No harm done. I know I can be preachy when trying to educate!


----------



## 65446 (Sep 22, 2018)

There is/are makers of organic (competing w/ plastic) silverware, if this pertains.


----------



## flyboy2610 (Jan 20, 2010)

telltale said:


> There is/are makers of organic (competing w/ plastic) silverware, if this pertains.


My brother-in-law had a television set that had the case made out of biodegradable plastic. It literally fell apart chunk by chunk just sitting in his living room. I'll take metal or real plastic for my silverware, thank you.


----------



## ncrc5315 (Jan 25, 2014)

flyboy2610 said:


> My brother-in-law had a television set that had the case made out of biodegradable plastic. It literally fell apart chunk by chunk just sitting in his living room. I'll take metal or real plastic for my silverware, thank you.
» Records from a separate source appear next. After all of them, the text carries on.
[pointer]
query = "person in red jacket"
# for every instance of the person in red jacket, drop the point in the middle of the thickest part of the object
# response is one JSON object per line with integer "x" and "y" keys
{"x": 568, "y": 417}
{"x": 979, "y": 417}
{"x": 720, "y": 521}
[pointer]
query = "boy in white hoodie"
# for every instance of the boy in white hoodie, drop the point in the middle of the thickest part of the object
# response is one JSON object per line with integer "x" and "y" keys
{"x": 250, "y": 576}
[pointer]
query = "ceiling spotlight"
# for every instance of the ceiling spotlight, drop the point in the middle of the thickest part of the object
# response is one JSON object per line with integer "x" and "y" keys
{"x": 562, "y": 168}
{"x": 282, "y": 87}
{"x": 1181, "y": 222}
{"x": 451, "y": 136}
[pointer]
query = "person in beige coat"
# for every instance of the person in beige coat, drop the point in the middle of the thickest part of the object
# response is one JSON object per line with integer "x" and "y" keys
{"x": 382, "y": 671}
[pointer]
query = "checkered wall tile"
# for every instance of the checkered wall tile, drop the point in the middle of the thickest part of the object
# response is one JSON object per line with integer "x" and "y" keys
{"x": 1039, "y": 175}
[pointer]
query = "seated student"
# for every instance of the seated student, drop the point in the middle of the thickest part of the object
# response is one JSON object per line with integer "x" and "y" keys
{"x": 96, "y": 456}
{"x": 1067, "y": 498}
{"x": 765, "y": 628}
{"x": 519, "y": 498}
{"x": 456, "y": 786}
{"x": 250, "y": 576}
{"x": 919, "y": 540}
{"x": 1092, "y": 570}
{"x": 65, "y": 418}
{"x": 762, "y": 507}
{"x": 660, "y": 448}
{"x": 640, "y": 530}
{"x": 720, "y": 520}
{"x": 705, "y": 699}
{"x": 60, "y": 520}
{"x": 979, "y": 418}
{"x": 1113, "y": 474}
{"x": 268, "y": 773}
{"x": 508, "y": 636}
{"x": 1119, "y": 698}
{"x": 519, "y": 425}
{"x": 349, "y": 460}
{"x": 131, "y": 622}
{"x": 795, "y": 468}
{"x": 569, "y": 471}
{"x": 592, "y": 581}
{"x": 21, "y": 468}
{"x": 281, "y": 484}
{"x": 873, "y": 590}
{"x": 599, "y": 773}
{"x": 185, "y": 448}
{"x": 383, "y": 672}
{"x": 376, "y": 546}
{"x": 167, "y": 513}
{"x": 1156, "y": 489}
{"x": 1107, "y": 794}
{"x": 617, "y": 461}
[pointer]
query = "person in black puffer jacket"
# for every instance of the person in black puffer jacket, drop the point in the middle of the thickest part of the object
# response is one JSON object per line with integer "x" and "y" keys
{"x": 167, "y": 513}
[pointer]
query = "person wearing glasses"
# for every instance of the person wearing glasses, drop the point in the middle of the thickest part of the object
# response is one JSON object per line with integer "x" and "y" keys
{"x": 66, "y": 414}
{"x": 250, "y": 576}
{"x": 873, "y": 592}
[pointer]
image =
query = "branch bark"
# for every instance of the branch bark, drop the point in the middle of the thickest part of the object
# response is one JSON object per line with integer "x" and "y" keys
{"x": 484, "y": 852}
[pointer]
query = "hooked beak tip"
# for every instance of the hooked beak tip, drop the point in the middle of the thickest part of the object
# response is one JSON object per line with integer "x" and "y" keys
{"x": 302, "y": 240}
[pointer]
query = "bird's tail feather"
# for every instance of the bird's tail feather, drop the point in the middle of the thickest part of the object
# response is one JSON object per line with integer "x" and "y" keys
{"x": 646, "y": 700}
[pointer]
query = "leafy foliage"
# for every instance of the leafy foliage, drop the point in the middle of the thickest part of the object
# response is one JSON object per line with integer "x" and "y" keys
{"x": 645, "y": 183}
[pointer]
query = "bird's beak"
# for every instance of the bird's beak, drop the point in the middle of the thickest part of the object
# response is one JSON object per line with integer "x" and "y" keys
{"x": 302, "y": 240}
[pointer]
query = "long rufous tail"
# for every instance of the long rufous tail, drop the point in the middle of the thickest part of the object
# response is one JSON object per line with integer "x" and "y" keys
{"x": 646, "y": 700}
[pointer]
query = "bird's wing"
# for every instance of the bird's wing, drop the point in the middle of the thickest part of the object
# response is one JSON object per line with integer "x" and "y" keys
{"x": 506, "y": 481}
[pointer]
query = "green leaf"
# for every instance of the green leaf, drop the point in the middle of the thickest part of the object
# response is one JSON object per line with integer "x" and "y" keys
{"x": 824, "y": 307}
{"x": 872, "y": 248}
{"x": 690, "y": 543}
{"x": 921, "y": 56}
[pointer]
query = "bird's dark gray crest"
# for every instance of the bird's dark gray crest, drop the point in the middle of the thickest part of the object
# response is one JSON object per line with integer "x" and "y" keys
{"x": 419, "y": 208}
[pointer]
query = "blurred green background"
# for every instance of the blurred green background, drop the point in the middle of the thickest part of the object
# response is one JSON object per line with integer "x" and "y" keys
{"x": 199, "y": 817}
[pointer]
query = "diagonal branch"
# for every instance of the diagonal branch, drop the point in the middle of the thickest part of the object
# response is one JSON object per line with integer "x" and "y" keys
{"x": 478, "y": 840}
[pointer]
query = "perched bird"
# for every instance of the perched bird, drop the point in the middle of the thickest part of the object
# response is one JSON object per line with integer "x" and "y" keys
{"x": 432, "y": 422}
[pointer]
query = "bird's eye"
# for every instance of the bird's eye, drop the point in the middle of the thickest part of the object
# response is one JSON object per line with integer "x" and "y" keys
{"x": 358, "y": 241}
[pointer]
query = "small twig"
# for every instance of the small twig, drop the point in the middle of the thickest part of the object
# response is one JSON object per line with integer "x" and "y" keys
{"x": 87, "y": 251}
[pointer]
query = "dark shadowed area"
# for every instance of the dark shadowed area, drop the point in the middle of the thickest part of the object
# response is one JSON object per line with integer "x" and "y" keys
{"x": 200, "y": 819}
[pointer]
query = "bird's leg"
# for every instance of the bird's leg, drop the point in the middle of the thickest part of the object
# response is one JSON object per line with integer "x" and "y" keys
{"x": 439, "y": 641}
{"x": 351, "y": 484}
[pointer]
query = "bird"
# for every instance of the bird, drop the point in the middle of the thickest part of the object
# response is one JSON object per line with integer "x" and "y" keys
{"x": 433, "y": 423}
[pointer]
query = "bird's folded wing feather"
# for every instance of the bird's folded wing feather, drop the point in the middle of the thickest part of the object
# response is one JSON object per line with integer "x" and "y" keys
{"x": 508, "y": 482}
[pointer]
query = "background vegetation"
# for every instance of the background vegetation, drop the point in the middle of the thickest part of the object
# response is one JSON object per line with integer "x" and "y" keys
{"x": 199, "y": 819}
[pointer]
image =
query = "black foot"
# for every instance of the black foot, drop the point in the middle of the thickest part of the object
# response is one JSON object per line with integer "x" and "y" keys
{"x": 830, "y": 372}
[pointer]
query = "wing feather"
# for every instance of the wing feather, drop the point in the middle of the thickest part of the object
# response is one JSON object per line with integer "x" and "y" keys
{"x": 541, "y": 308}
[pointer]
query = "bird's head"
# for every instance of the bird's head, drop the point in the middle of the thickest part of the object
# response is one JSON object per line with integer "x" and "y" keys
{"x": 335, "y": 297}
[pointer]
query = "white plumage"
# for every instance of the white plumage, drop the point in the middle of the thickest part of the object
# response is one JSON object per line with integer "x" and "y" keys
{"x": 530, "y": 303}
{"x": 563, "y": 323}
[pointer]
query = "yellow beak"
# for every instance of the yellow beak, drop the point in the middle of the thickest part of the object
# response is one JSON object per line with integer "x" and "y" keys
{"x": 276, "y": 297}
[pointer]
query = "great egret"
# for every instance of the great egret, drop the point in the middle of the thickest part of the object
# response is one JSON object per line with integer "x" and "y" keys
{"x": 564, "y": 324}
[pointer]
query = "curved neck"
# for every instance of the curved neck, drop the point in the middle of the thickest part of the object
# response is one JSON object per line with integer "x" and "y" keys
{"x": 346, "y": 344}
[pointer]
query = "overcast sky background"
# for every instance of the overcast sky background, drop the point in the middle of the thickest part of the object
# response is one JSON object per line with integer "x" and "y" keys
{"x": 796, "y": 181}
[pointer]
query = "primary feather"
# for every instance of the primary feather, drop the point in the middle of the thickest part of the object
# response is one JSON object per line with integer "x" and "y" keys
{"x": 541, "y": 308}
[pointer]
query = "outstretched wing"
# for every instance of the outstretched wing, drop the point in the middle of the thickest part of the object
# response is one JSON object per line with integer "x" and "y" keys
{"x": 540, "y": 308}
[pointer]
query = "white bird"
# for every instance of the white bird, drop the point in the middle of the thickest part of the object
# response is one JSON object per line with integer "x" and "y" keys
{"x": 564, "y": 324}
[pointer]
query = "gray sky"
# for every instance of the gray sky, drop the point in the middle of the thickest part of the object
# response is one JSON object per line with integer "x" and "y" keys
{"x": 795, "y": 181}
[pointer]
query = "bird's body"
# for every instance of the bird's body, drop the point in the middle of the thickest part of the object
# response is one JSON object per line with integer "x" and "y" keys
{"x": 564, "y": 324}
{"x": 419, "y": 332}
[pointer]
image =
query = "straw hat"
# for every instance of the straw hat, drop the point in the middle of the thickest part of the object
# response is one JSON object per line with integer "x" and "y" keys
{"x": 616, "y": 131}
That is an apple to oranges comparison. I certainly wouldn't want a a non perishable item such as a TV cabinet made out of it, but plastic throw away silverware is an ideal use for biodegradable plastics. The Cargill/DuPont plant at Blair NE, grinds 240,000 bushels of corn a day, for biodegradable plastics. I've been told, that they couldn't meet the straw needs of McDonald's.


----------



## 65446 (Sep 22, 2018)

ncrc5315, thanks for the support of my organic silverware suggestion. I was about to iterate a similar reply to flyboy..
You toss out organic and plastic eating utensils after one use..
Not so with TVs !!


----------



## ncrc5315 (Jan 25, 2014)

telltale said:


> ncrc5315, thanks for the support of my organic silverware suggestion. I was about to iterate a similar reply to flyboy..
> You toss out organic and plastic eating utensils after one use..
> Not so with TVs !!


The biodegradable plastic would not be made from organic corn, no way you could afford to do that. Instead, it would be a hybrid, bred to boost the starch content.


----------